Henry is the Fool’s Gold that’s abundant in free agency.
The kind that creates long term regret and limits financial flexibility for a team.

Let’s just pretend the Patriots sign Henry to a deal that averages more than $12 million a year, eating up a big chunk of their rebuild budget to become the transformational central figure in a new-look New England offense. And then he goes out and has his usual season of 45-55 catches for 600 yards with a small handful of touchdowns.

How would that be received? Especially in a Patriot Nation that still has visions of Gronk, still remembers what dominant, elite tight end play looks like.

Don’t worry, it’s rhetorical. We all know the answer.

Now, the good news is that it doesn’t look like the Patriots will even have the opportunity to make the Henry mistake in free agency. He’s made it clear that the two things that matter most to him are money (Patriots can do that) and quarterback (New England doesn’t have a starter even written in pencil on the depth chart at this point).

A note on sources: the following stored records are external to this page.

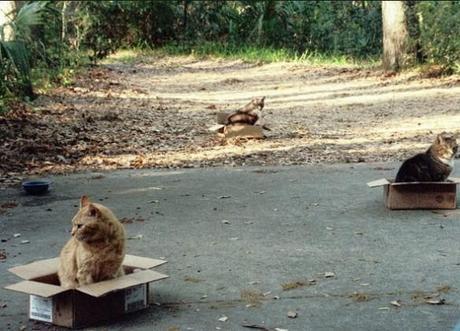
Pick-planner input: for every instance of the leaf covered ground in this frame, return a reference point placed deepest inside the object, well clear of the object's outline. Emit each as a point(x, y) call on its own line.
point(155, 112)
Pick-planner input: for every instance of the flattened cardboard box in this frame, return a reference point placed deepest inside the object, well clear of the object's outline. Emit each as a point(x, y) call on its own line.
point(418, 195)
point(86, 305)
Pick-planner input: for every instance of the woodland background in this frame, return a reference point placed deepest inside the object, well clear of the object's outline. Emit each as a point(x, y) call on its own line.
point(45, 42)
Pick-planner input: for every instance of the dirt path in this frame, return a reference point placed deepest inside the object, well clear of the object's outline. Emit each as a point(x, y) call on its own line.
point(155, 113)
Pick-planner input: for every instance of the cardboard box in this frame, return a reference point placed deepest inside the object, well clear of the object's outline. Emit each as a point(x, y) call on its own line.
point(418, 195)
point(243, 131)
point(90, 304)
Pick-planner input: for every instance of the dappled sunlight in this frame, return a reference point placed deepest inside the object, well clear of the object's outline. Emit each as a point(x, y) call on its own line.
point(155, 113)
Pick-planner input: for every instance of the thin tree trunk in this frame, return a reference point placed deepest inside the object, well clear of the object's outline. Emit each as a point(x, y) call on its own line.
point(7, 10)
point(394, 35)
point(63, 21)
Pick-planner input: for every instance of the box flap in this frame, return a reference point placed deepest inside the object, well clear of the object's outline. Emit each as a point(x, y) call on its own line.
point(136, 278)
point(36, 269)
point(36, 288)
point(378, 182)
point(244, 131)
point(141, 262)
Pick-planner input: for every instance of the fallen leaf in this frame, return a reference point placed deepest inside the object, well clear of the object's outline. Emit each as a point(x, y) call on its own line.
point(396, 303)
point(192, 279)
point(292, 314)
point(137, 237)
point(255, 326)
point(439, 301)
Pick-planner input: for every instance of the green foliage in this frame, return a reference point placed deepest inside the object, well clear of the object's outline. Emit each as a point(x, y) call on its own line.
point(14, 53)
point(439, 38)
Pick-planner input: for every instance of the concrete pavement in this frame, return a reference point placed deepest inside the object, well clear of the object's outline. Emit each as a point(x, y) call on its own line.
point(235, 236)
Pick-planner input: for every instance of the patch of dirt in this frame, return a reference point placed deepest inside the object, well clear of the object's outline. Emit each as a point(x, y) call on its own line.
point(155, 114)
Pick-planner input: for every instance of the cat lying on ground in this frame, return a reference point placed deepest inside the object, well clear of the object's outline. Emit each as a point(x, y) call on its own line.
point(97, 247)
point(435, 165)
point(250, 114)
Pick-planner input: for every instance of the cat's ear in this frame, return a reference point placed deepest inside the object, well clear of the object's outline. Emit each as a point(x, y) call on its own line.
point(84, 201)
point(439, 138)
point(93, 211)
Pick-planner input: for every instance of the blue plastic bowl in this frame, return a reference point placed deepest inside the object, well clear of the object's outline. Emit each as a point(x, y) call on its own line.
point(36, 187)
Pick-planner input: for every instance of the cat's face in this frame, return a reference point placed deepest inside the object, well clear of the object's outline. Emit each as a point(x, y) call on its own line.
point(259, 102)
point(89, 224)
point(446, 145)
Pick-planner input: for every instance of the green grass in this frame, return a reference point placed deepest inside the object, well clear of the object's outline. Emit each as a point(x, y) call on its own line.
point(245, 53)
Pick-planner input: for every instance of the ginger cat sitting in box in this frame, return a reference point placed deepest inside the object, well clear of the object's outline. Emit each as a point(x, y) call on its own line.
point(97, 247)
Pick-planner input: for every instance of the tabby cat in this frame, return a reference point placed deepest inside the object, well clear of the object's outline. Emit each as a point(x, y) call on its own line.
point(97, 247)
point(435, 165)
point(250, 114)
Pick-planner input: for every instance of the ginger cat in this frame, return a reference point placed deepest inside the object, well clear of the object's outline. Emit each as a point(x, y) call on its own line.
point(435, 165)
point(97, 247)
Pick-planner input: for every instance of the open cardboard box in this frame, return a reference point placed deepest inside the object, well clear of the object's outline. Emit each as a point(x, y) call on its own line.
point(418, 195)
point(89, 304)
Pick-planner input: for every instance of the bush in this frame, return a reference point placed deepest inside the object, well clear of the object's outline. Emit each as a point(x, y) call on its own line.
point(439, 38)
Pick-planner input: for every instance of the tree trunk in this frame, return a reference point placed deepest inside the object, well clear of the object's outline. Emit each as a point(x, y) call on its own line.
point(7, 10)
point(394, 35)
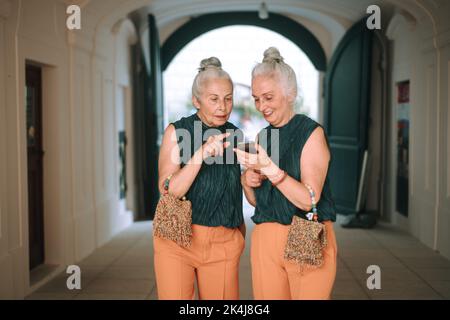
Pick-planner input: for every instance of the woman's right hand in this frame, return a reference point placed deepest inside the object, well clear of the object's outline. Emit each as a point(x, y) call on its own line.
point(214, 145)
point(252, 178)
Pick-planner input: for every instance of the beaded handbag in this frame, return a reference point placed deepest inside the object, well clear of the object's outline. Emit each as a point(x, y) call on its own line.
point(173, 218)
point(306, 239)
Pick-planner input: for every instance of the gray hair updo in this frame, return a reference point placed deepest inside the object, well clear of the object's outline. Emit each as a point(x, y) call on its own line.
point(210, 68)
point(273, 65)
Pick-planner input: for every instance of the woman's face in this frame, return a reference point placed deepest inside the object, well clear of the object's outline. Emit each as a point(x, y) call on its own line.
point(215, 102)
point(271, 100)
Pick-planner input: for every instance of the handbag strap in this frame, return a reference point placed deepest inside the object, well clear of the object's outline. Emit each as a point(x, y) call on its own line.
point(313, 214)
point(166, 184)
point(166, 187)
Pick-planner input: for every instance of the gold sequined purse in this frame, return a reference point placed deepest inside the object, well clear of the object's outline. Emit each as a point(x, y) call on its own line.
point(173, 218)
point(306, 239)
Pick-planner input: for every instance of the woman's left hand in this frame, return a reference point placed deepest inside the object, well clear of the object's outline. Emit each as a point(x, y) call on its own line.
point(259, 161)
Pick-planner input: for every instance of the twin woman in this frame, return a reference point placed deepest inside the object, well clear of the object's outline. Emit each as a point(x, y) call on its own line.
point(279, 189)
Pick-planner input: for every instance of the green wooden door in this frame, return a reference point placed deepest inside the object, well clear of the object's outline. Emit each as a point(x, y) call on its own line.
point(347, 101)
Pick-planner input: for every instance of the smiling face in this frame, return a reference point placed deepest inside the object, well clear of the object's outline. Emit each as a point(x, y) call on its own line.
point(215, 102)
point(271, 100)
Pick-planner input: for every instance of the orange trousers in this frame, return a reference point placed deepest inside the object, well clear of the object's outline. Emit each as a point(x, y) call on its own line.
point(213, 258)
point(275, 278)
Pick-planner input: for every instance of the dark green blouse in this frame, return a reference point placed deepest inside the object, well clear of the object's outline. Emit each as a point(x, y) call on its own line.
point(271, 204)
point(216, 193)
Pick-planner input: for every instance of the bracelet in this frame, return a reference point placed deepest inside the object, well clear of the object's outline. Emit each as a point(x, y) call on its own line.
point(313, 214)
point(276, 180)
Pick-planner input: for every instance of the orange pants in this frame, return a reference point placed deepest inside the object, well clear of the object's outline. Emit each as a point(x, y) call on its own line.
point(275, 278)
point(213, 257)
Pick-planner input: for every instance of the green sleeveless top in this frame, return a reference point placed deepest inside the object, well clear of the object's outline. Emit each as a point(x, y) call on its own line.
point(216, 193)
point(271, 204)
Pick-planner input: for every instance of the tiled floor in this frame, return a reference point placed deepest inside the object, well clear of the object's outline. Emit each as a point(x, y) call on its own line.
point(123, 268)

At best, an investment in Henry would be a Patriots investment in disappointment.

At worst it would be the kind flashy, overpriced and unfulfilling purchase that leads spend-happy lottery winners down the path toward bankruptcy.

So, the only thing that might be worse for the Patriots long term than missing out on Henry in free agency this spring and failing to upgrade a dismal tight end depth chart would be actually winning a bidding war for the tight end.

Because despite the story that you’ve been told, the fact is he’s not all that great a player.

As Garth Brooks would sing it – assuming Henry indeed cashes in elsewhere in the coming weeks -- fans might want to thank God for unanswered prayers.